The latest game announced for Phoenix 2018 looks interesting:
Tears of Heaven by Ciarán Searle
You are part of an adventuring party, making their way to the Tears of Heaven, a waterfall that is said to fall all the way from the celestial plane. Your party recently fought and defeated a powerful lich, whose phylactery is now in the possession of the fighter. It is said that the Tears of Heaven are the only way to destroy the phylactery, the waters being pure enough to dissolve the foul magics surrounding it.
Your battle against the lich was fierce and Edren the paladin, leader of your party, was slain.
Though your greatest foe is defeated, for now, their undead horde has been amassing around the Tears of Heaven. Even if you reach your destination, victory is not assured.
Note: This is a game that is intended to have a significant amount of walking. This is the part of the fantasy story that isn’t usually told: the large amounts of relatively uneventful travel by foot. As such, this game is more focused on your relationship with your companions than on action and heroics.

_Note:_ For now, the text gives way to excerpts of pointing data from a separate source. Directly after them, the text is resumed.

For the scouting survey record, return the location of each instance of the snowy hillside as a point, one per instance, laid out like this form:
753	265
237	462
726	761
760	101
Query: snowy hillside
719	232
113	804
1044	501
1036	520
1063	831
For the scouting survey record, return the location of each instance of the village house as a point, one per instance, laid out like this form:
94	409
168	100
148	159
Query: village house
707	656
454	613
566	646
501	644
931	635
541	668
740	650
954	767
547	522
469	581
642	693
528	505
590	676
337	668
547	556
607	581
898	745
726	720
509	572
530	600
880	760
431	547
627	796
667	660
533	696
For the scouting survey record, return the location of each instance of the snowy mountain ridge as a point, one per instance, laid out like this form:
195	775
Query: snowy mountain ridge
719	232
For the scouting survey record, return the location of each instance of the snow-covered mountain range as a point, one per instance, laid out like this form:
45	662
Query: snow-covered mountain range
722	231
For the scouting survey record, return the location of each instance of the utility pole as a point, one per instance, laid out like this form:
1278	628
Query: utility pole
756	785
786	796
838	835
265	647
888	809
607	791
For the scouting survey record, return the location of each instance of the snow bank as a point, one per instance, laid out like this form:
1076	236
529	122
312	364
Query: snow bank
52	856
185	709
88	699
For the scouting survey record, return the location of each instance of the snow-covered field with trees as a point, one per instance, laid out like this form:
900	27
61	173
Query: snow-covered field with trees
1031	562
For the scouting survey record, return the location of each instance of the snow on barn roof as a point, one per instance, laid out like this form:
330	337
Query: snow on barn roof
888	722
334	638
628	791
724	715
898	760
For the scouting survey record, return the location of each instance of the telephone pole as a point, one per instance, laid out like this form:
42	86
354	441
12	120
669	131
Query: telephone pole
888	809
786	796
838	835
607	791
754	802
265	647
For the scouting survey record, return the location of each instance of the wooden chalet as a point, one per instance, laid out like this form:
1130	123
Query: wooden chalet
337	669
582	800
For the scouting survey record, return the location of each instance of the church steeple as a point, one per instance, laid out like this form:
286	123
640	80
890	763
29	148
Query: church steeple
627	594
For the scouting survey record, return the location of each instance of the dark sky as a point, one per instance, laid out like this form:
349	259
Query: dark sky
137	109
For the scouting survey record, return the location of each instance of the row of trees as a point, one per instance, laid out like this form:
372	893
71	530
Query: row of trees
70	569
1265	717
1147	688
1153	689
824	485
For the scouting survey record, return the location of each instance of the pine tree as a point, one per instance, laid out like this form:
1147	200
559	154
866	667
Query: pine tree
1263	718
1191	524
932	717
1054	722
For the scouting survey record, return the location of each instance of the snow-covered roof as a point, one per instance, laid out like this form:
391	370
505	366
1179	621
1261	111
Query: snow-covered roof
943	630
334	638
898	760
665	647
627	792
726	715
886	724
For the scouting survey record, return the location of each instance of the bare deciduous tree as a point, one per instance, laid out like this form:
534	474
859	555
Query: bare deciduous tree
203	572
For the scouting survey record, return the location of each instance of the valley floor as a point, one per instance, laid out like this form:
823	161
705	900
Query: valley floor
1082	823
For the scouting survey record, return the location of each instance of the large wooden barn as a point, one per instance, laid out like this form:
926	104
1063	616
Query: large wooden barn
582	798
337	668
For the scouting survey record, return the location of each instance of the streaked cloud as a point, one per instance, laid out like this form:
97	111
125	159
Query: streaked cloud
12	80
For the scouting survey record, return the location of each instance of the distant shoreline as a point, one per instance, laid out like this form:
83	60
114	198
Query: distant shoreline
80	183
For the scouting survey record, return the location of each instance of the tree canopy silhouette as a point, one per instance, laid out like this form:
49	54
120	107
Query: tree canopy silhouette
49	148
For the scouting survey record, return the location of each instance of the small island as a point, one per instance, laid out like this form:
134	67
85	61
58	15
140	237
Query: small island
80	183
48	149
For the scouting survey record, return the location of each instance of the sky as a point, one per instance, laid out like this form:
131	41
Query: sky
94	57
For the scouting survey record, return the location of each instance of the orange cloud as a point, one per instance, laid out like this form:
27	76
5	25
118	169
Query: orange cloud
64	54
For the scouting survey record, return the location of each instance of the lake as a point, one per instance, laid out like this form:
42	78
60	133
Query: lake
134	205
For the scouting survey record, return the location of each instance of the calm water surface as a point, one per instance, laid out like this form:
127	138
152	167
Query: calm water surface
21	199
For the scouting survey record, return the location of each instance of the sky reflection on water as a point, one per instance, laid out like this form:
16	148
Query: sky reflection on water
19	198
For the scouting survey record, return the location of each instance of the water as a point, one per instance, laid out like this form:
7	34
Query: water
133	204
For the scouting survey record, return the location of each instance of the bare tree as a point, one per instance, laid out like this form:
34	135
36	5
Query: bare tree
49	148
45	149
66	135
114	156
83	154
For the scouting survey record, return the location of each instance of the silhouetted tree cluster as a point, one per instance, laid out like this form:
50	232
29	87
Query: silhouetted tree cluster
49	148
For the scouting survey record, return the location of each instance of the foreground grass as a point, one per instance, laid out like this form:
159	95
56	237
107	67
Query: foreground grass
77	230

@Ciaran’s larp is an example of a relatively new larp genre: the walking larp - games in which the primary “action” is walking from A to B (as opposed to the walking just being a short break between fighting monsters). The earliest example I can find of this is The White Road (which you can read about it Playground Worlds ), in which a small group of Danish homeless people walk to the sea to buy a dead friend. And then there’s the Czech Legion: Siberian Story, about a Czech military unit walking across Siberia during the Russian civil war. In that one, the players are expected to walk ~20 miles in subzero temperatures in the depths of winter, with occasional interludes of being shot at and killed. There’s an interesting article about its design here, and some notes from a Knutepunkt talk about lessons for spatial design in multi-location larps.
Both of those seem pretty gruelling - basicly a weekend-long tramp with attached larp elements. “Tears of Heaven” has a much shorter format, so will be far easier physically. Its also potentially easy to re-stage in other locations - there are plenty of 2 hour “waterfall tracks” around New Zealand. I’m looking forward to playing it at Phoenix.